Since learning JavaScript over a year ago, it’s become one of my favorite dynamic programming languages alongside Python. And as I’ve mentioned before, I think the two languages actually complement each other pretty well.
Python, at its heart, is a platform that’s built to be extended. The evidence for this is plentiful: there’s modules and packages out there that offer practically any functionality you want, from web servers to 3D game engines to natural language processing toolkits and more, all instantly accessible through a simple command or an installer download. Yet one of the costs of all this generativity has been the fact that Python doesn’t really have much of a security model to speak of: any Python program has as much access to the underlying system as the current user does, which, compared to the Web, is basically omnipotence. Creating programs that obey the principle of least privilege is pretty hard.
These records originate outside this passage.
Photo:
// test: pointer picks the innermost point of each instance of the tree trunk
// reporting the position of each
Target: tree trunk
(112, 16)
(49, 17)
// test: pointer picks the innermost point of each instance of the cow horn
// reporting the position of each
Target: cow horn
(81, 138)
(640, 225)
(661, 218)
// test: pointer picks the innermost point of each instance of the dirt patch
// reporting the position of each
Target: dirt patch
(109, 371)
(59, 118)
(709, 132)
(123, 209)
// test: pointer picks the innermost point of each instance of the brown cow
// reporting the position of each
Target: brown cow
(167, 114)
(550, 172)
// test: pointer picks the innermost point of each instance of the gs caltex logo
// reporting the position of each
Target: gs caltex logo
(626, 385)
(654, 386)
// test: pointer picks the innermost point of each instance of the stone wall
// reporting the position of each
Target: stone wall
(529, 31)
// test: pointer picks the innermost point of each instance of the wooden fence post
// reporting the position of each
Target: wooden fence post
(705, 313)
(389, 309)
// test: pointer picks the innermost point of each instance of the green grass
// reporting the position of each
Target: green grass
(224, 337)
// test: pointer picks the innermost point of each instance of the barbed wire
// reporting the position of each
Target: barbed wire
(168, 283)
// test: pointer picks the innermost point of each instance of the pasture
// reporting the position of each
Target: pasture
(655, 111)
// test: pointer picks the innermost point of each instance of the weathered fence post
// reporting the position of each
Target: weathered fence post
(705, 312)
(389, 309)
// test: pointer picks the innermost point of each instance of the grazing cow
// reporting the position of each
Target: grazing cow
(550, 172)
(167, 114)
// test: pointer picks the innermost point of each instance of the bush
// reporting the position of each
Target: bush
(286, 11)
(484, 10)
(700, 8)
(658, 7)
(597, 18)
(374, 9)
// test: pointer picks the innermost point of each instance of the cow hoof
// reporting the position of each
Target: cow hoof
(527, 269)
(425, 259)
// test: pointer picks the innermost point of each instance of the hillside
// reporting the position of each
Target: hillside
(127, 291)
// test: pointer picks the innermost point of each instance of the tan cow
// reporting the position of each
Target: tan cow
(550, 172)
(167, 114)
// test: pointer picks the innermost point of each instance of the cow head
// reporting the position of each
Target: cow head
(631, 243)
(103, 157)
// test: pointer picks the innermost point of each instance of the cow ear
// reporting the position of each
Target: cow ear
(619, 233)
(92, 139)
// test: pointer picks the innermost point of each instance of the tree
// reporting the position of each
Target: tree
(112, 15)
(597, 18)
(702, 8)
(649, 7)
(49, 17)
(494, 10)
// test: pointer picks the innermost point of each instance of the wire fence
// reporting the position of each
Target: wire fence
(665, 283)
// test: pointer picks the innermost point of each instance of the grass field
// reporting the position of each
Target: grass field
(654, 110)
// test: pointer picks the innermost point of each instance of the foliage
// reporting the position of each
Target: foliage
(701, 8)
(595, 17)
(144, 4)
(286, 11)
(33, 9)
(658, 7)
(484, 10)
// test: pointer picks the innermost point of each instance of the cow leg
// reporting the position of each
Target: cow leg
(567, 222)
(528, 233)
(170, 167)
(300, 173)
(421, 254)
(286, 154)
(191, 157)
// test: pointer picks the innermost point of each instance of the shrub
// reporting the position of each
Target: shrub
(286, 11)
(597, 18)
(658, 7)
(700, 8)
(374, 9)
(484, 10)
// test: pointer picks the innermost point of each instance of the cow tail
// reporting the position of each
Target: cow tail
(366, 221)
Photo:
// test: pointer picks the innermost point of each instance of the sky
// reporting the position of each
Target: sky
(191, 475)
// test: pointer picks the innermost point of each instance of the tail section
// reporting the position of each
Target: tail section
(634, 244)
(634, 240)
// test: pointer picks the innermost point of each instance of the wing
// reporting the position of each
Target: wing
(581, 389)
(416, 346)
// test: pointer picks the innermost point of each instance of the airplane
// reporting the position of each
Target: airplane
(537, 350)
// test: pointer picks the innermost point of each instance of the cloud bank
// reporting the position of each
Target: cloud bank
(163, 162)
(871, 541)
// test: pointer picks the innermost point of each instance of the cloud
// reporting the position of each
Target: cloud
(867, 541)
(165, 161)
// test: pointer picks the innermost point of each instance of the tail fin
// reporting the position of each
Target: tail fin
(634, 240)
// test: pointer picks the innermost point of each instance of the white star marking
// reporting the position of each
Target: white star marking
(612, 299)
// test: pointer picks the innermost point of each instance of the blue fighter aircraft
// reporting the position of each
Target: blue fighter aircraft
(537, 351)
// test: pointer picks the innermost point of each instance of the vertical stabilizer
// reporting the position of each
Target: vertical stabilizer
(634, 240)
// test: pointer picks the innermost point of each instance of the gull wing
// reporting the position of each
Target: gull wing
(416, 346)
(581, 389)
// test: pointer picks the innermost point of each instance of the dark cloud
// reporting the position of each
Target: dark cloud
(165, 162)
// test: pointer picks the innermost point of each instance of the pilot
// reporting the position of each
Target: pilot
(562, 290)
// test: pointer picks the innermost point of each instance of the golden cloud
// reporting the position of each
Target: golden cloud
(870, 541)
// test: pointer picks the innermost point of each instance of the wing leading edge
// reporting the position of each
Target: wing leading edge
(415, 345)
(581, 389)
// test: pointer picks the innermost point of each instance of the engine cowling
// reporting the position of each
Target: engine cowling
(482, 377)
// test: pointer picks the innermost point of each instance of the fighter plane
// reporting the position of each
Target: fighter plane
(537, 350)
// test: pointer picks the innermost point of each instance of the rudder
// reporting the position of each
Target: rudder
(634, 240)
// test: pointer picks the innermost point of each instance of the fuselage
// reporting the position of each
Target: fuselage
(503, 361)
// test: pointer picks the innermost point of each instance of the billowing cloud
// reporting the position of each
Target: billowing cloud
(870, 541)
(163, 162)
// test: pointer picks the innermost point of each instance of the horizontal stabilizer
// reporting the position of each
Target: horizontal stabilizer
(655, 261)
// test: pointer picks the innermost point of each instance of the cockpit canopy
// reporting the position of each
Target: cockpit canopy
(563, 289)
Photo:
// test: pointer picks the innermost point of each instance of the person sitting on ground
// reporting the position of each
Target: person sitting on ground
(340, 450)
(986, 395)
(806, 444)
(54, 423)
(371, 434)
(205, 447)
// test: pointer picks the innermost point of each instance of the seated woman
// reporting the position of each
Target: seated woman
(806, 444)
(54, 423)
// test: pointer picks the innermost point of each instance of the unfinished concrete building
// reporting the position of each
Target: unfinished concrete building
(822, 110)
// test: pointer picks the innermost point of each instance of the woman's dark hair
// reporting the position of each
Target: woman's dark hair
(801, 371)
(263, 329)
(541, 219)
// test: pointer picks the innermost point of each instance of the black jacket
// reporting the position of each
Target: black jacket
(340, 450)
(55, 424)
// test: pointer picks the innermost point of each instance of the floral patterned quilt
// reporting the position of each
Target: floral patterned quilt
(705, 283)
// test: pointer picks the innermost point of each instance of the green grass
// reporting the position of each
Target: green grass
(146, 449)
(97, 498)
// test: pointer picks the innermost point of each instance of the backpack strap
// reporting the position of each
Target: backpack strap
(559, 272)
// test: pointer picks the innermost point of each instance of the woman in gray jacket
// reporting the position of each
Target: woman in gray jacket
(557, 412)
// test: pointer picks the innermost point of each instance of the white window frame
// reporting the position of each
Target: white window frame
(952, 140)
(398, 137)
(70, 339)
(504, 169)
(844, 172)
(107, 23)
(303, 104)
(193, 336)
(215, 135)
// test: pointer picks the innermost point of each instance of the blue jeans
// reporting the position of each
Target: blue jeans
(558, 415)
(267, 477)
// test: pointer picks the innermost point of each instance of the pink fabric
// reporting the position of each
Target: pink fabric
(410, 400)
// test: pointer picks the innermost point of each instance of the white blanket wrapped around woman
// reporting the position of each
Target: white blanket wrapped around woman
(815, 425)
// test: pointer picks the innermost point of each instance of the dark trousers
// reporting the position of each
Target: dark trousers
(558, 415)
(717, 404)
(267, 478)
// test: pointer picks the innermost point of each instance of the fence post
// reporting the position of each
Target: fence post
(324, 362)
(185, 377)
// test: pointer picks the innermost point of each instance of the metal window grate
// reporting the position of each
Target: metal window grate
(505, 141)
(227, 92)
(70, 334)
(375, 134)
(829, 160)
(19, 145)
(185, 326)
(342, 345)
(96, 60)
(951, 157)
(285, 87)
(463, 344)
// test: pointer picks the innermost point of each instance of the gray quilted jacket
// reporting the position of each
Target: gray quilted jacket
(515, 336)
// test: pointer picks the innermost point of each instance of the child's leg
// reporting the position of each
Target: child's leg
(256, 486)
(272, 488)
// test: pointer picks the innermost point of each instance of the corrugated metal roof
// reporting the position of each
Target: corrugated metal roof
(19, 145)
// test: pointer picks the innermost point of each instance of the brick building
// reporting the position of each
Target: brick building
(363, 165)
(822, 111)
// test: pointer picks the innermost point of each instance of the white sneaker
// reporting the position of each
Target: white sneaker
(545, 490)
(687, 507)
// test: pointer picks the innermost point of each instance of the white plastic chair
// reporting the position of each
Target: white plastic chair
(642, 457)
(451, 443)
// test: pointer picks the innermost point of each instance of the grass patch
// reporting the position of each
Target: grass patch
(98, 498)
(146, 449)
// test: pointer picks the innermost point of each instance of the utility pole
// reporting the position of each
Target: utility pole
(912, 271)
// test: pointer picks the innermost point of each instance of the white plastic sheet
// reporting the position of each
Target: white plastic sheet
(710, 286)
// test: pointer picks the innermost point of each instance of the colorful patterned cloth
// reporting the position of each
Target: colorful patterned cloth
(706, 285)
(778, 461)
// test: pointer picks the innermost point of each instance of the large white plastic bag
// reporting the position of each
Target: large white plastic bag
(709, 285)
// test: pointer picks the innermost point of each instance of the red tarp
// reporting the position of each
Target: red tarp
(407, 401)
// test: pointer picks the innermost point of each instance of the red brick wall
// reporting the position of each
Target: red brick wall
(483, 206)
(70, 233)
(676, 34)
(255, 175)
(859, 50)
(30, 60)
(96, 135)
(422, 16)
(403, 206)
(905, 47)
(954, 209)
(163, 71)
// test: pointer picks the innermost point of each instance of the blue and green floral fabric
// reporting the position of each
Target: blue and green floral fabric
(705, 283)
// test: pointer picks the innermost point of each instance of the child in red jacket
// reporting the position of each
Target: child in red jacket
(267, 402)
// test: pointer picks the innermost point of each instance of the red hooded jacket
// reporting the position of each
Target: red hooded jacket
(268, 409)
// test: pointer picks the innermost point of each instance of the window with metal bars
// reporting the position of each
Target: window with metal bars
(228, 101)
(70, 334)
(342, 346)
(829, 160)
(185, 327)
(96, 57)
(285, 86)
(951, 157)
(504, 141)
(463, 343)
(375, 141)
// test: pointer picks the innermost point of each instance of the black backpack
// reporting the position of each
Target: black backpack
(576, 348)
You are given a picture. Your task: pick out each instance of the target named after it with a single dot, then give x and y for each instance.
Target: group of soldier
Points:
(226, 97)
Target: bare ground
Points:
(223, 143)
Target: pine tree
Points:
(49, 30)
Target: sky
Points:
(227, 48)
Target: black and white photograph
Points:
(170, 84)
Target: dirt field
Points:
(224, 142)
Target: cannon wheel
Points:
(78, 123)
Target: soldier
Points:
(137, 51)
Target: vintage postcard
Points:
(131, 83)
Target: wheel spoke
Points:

JavaScript, on the other hand, has many of the opposite problems. For one thing, it’s really built for embedding: until the very recent advent of CommonJS and Narwhal, for instance, the language has always lacked a general-purpose platform and standard library. A Pythonic way of saying this is that the language doesn’t come with “batteries included”, but this can actually be a good thing from a security standpoint: because the simplest possible embedding has no privileges and needs to be explicitly given all its capabilities by its embedder, it’s very easy to follow the principle of least privilege. Recent work on membranes and capability models puts JavaScript way ahead of many other languages in the security realm, yet the lack of a mature general-purpose platform has meant that anyone who’s wanted to leverage these strengths has always had to muck around in C/C++ to create the kind of embedding they wanted.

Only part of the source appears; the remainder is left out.